There's big, and then there's Lakers big.
The Warriors were served up a big heaping plate of win in this game. Unfortunately, Stephen Curry simply could not pick up his fork and eat. One game after lighting up the Clippers for a triple-double, and fresh off a triumphant all-star weekend in which he got second in the three point shooting contest, the Warriors rookie simply couldn't buy an outside shot. Curry shot 5-21 from the field, and 1-10 from three point land, on a night when a better effort might have gotten the Warriors a surprise win in Staples Center.
Battle of the suits? No contest.
Despite Curry's shooting struggles, the Warriors were in this game right to the end. This was due largely to the play of their big men. With no Monta Ellis and no Kobe Bryant, the game turned into a clash of the titans in the paint. The Lakers' game plan was clear: dump it into their colossal front line of Bynum, Gasol, Artest and Odom and let them pound it in the paint against their diminutive Warriors counterparts. And with no Monta Ellis to speed the tempo up, Don Nelson decided to fight the Lakers on their own terms: big on big.
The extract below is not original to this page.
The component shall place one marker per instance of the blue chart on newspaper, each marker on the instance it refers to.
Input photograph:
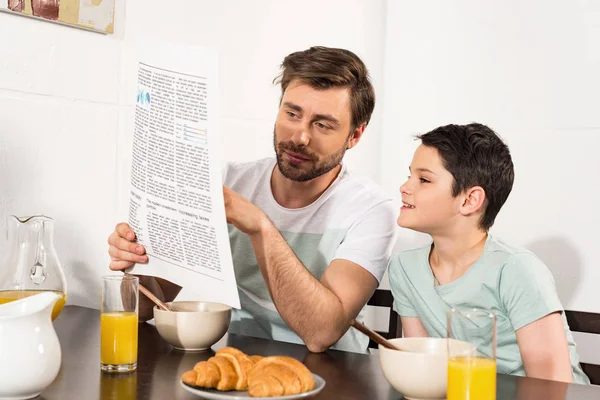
(176, 196)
To their credit, the Warriors big men, lead by the tremendous efforts of Andris Biedrins and Rony Turiaf, took up the challenge and held the Lakers monstrous front line off. The Warriors were badly outrebounded 53-36, but their terrific, physical defense on the Lakers bigs paid dividends. Bynum got his, but Gasol and Odom were held to a combined 8-26 shooting.
In my eyes, the Warriors have nothing to be ashamed of with this effort, not even
Stephen Curry: Curry looked exhausted in this game, virtually from the opening tip. He has struggled mightily with the rookie wall in the last few weeks, with the Clipper game being the exception. Having to pick up the play-making load with Monta Ellis out, and his recent committments at the all-star game, certainly didn't help.
So why did he keep shooting? I feel certain it's because Don Nelson wanted him to. It was instructive to me that Nellie ran a play coming out of a timeout in the fourth quarter that was designed to get Curry a three. Shooters keep shooting, and sometimes they get hot late, even when they've been off all game. It just didn't happen for Curry in this game.
Despite his horrendous shooting night, I think Curry showed tremendous leadership in this game. He didn't let his poor shooting -- or the foul trouble that the ridiculous Flopping Fish goaded the officials into putting on him -- affect the rest of his game. He ran the team well, picking up 8 assists. And he proved his triple-double was no fluke, getting another 10 rebound game. His nose for the ball is incredible.
Corey Maggette: Maggette also struggled in this game, which is perhaps not surprising going against Ron Artest and three athletic 7 footers, with a finger held on by tape. His 6 turnovers and poor shooting certainly cost the Warriors, but I feel nothing but admiration for Maggette for taking the court and battling for this short-handed team that has nothing on the line.
Anthony Morrow: Morrow had a fine night offensively, the Warriors with 23 points on 8-15, including 4-8 from three. Nellie let him work a little one-on-one isolation against Vujucic, and Morrow showed a nice array of moves that singed the Serbian nicely around the edges. Unfortunately, you can't call Morrow's game a success, because his counterpart Shannon Brown picked up a career high 27 points on 11-19, along with 10 rebounds.
I continue to think that Morrow is better served playing closer to the basket on defense, against small forwards.
The Centers: It didn't show up in the box score, but Beans and Turiaf really showed up on defense. Without their tremendous effort and energy the Warriors don't compete in this game.
Anthony Tolliver: I got kind of warm all over when Tolliver buried his first four shots. Unfortunately, he missed his next five. But if you want to know why he didn't get more than 22 minutes, look no further than his 1 rebound. As Nellie likes to say, if his bigs don't rebound, he might as well go small.
CJ Watson: CJ's hot shooting helped keep the Warriors in this game. And he DIDN'T get his layup blocked, despite that idiot Feltbot's prediction. It happened at 4:39 of the fourth quarter, when Watson drove the lane, drew Bynum into the foul, and nailed the fall away shot. Only the foul wasn't called, of course, because it was against the Lakers in Staples with the score now tied 89-89. Don Nelson remonstrated politely.
CJ's gotten a little lost in the turmoil of this crazy season, but he has quietly improved his finishing ability in the paint.
Chocolate Rain was nice, but I'm giving this one to the European Union, Beans and Turiaf. For the dirty work.